Loki works like a charm for log analysis, however, when it’s about creating analytics dashboard for statistics, I face performance problems.
I may ask too much from it considering I’m using Ingester, Querier and Query Frontend on the same machine but I’m wondering if I couldn’t optimize queries.
My use case is pretty simple: I have several nodes serving API requests using nginx logs. The nginx logs are a bit tweaked to get requests details (including body, that’s the most storage intensive part) and geo location (from maxmind).
But the data volume is not that huge, consider this on a 24h time range:
logs size = 19 Gb
log lines = 21 million
But a query like this one, that seems optimized to me, takes a very long time and causes many of my panels to timeout:
sum by (geoip2_data_country_code) (count_over_time({job=~"nginx",node_name=~"node1|node2|node3|node4|node5|node6"} | json | geoip2_data_country_code != "" | __error__="" [$__interval]))
On 12 hours, it takes 20.2 s to respond.
Details below
Total request time
20.2 s
Number of queries
1
Total number rows
80291
Data source stats
Summary: bytes processed per second
527 MB/s
Summary: lines processed per second
552185
Summary: total bytes processed
10.2 GB
Summary: total lines processed
10654645
Summary: exec time
19.3 s
Ingester: total reached
64
Ingester: total chunks matched
17
Ingester: total batches
3057
Ingester: total lines sent
1559731
Ingester: head chunk bytes
0 B
Ingester: head chunk lines
0
Ingester: decompressed bytes
0 B
Ingester: decompressed lines
0
Ingester: compressed bytes
0 B
Ingester: total duplicates
0
Is there any way to reduce this time by optimizing query?

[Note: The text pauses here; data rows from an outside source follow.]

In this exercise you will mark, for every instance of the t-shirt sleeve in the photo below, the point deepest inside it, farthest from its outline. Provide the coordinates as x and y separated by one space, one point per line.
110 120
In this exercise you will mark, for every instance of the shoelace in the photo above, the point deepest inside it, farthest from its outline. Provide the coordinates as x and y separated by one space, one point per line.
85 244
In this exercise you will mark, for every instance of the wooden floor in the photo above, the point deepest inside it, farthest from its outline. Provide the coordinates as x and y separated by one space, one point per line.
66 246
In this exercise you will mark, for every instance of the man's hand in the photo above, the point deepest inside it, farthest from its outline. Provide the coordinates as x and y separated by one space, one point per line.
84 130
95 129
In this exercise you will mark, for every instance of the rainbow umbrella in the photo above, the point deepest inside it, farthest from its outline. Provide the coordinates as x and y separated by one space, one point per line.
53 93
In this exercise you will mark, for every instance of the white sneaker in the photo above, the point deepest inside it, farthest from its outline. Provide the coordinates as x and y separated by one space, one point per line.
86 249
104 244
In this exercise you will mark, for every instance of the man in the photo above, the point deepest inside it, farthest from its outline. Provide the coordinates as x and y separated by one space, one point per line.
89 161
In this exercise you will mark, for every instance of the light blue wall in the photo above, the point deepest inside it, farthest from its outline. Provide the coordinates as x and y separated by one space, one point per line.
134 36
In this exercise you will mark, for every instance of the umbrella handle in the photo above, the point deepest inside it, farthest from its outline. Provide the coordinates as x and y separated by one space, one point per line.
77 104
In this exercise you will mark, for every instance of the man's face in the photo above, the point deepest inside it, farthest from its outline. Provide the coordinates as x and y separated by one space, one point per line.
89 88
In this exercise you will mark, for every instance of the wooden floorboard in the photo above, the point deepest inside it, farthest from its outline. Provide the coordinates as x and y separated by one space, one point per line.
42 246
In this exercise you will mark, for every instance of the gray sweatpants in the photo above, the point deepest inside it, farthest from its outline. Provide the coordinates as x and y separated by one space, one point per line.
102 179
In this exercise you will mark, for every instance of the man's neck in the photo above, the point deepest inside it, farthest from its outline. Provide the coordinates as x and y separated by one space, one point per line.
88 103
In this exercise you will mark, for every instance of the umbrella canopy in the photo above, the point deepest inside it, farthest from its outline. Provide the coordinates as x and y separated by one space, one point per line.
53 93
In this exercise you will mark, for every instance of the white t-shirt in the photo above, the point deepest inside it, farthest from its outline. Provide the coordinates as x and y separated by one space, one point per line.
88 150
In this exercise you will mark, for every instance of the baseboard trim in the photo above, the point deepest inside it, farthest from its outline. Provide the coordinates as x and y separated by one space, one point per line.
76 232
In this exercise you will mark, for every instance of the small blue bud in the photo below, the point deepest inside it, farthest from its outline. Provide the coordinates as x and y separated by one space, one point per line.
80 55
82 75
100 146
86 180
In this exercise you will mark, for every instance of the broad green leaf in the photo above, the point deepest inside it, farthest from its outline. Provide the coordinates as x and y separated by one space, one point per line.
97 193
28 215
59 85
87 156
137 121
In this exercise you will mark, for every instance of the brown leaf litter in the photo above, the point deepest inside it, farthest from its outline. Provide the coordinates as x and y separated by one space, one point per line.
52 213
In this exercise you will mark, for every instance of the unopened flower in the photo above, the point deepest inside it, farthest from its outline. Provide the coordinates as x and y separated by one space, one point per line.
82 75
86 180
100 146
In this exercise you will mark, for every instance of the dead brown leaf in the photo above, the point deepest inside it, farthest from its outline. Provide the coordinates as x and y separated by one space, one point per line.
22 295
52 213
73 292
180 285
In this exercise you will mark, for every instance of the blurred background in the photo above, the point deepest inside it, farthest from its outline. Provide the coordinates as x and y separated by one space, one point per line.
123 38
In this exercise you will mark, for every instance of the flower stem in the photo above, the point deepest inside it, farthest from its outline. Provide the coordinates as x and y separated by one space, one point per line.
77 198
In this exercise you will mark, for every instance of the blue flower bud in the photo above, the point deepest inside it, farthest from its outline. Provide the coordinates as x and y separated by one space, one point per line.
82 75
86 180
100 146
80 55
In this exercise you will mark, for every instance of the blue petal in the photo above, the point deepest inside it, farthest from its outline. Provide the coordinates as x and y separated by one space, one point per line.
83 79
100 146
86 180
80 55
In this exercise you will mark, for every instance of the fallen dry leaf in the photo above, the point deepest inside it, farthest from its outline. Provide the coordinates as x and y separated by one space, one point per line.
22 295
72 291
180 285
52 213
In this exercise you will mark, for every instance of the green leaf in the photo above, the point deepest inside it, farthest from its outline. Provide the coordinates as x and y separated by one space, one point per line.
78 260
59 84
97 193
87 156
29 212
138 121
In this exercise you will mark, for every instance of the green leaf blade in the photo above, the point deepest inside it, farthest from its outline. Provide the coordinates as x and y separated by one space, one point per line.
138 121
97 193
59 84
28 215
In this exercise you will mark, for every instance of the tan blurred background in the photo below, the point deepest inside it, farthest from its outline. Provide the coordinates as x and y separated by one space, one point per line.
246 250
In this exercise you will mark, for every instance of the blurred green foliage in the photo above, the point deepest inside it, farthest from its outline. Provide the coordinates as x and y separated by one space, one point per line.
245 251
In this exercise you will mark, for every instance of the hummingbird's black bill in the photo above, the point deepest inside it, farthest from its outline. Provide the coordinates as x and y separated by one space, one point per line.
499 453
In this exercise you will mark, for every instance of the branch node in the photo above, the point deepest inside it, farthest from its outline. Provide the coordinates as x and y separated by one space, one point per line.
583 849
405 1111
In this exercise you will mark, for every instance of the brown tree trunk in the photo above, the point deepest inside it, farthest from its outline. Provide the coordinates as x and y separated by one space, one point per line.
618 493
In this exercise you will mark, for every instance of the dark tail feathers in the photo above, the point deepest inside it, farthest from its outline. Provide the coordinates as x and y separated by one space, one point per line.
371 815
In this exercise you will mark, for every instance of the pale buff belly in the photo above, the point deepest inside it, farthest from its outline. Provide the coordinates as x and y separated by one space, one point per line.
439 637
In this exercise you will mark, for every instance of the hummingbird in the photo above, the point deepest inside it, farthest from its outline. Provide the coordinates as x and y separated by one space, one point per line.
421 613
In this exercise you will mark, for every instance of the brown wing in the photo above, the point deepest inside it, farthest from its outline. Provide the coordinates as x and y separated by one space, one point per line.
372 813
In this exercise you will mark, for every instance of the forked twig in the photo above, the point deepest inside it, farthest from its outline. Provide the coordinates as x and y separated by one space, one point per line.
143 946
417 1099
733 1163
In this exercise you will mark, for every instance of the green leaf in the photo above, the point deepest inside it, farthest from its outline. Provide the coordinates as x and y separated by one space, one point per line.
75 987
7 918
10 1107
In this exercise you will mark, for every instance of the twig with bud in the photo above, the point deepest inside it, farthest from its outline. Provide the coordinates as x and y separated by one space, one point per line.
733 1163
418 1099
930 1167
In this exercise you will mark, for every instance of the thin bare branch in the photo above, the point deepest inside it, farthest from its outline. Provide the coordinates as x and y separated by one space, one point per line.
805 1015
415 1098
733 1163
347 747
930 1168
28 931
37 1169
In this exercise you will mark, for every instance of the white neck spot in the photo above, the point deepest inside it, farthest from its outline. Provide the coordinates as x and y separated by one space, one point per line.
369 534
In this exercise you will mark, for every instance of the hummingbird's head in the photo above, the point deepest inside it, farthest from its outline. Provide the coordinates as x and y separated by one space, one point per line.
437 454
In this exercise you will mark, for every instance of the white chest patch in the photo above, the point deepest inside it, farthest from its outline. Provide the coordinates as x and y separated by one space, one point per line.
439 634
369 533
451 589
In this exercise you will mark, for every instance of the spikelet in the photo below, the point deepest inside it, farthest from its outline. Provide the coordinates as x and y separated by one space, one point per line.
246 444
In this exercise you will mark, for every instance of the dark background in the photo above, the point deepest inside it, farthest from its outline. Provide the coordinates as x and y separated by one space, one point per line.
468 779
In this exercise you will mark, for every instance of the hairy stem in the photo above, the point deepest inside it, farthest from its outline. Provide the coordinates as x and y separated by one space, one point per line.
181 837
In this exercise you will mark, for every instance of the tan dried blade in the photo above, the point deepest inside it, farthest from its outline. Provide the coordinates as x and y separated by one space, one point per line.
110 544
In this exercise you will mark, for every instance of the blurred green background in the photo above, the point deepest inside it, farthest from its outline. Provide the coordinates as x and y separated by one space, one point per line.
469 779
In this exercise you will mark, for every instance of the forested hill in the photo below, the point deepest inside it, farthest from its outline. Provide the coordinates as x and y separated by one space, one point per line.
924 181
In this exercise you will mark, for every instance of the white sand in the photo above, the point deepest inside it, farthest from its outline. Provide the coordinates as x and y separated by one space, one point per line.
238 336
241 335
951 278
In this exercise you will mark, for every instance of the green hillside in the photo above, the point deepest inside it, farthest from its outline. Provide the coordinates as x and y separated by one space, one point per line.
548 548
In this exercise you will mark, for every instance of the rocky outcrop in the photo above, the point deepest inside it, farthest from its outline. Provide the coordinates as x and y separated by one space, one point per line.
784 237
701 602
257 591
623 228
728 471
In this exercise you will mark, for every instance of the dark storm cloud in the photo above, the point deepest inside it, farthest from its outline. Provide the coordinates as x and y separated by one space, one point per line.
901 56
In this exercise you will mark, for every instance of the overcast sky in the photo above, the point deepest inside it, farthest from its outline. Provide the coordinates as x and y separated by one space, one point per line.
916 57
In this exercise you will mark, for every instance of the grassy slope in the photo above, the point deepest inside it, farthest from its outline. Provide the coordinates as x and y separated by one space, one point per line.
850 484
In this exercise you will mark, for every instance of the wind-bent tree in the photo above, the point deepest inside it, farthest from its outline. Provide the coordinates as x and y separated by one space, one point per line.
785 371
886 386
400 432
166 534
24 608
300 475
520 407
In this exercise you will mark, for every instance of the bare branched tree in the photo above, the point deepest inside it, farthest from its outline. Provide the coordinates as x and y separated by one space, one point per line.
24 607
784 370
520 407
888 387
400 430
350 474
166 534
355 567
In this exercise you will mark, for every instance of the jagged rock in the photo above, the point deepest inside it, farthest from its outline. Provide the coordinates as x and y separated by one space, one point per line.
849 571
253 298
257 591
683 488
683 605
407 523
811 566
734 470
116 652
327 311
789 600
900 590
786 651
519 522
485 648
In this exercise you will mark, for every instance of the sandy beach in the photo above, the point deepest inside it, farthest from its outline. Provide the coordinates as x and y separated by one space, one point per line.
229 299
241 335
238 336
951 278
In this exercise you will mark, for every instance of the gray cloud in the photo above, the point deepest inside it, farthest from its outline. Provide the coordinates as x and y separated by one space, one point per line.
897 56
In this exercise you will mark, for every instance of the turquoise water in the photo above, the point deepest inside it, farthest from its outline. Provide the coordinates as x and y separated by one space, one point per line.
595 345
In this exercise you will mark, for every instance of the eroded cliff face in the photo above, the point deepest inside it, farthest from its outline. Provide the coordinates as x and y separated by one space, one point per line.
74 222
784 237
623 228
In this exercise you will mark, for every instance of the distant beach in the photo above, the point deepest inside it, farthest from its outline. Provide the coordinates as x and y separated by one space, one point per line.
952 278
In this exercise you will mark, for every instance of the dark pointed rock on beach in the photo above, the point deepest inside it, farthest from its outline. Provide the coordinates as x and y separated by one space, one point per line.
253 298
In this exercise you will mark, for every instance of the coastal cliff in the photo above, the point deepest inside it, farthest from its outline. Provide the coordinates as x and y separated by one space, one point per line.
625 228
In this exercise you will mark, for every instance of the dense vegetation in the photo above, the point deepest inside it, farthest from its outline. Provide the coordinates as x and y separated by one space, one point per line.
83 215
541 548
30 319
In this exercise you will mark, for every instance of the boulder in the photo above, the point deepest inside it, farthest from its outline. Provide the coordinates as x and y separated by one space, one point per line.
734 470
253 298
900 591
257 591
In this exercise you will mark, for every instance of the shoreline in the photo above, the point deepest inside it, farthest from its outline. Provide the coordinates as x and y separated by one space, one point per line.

If no, what’s the best infra setup to get it to respond faster?
Are there log lines that do not contain geoip2_data_country_code ? Then putting |= "geoip2_data_country_code" before the json parser should help. Then only logs that actually contain geoip2_data_country_code would have to be parsed.
If all logs contain geoip2_data_country_code then another possibility would be to filter out the empty geoip2_data_country_code values with something like != “geoip2_data_country_code”: “”` (if that is how they are logged when empty).
The main thing would be to pass as few lines to the json parser as possible.
I don’t personally run Loki on a single instance, but in general if you are trying to optimize for one single Loki instance, then you should want to make sure that you write as few chunks to the storage as you reasonably can (you obviously don’t want to keep chunk in memory for too long either), and you want to make sure to split your query as little as possible as well, this usually gives you the biggest gain.
With Loki you parse logs at query time. Logs are just plain text strings before you add e.g. the | json parser in your query. There is nothing stopping you from using a line filter before parsing logs. Put the string inside backticks and you don’t even have to worry about escaping any characters.
Hi, we have similar experience running Loki 3.0.0 in on-prem k8s cluster. Its using an on-prem
S3 SSD storage. Below is the config we are using, its a default template for loki 3 from grafana, we just did some modification like ingress, configure s3 storage, …
We already spend lot of time tweaking loki 2.9 - but it takes a wizard to configure all the max_chunk_age , chunk_idle_period , chunk_target_size, query_ingesters_within and tens of other paramaters. There is a lot of complains about how loki documentation is bad and I can just confirm that.
I guess grafana is pushing their Cloud and Enterprise solutions and they stopped helping open-source community
What performance issue are you running into? Write or read?
I don’t think this is fair. Compared to a lot of other popular “open sourced” software (have you heard what happened to Terraform, for example?), I think Grafana is still being fair. If you think the documentation is subpar, perhaps that’s an opportunity to contribute?
Anyway, if you can submit a thread with more details on what your performance issue is I am sure there are community members who would be willing and able to help.
Note that the log line filter is put in backticks, and it filters the JSON-encoded field before decoding it. This should speed up the query, since Loki doesn’t need to JSON-decode unneeded log lines, which do not match the given filter.
P.S. If you are still unsatisfied with Loki querying performance, then try VictoriaLogs. It usually executes typical queries over logs at much faster speed. It also supports ingesting and querying of high-cardinality log fields such as WorkflowId, user_id, trace_id or ip.
Hi @valyala , thanks for the suggestion. Tried that but the results are that query is timeouting. In the meantime we upgraded to Loki 3.2.0 and enabled Bloom but nothing changed.
Not sure what is the use-case for Loki. We are currently using elasticsearch and everything you throw at it will will just process and queries are instant. Sure, it requires more processing power and more storage since it needs to label everything but then it just works.
Loki tell you to not label much because then you will have high cardinality…but then if you try to use any type of search in unlabelled logs - its just pain in the butt.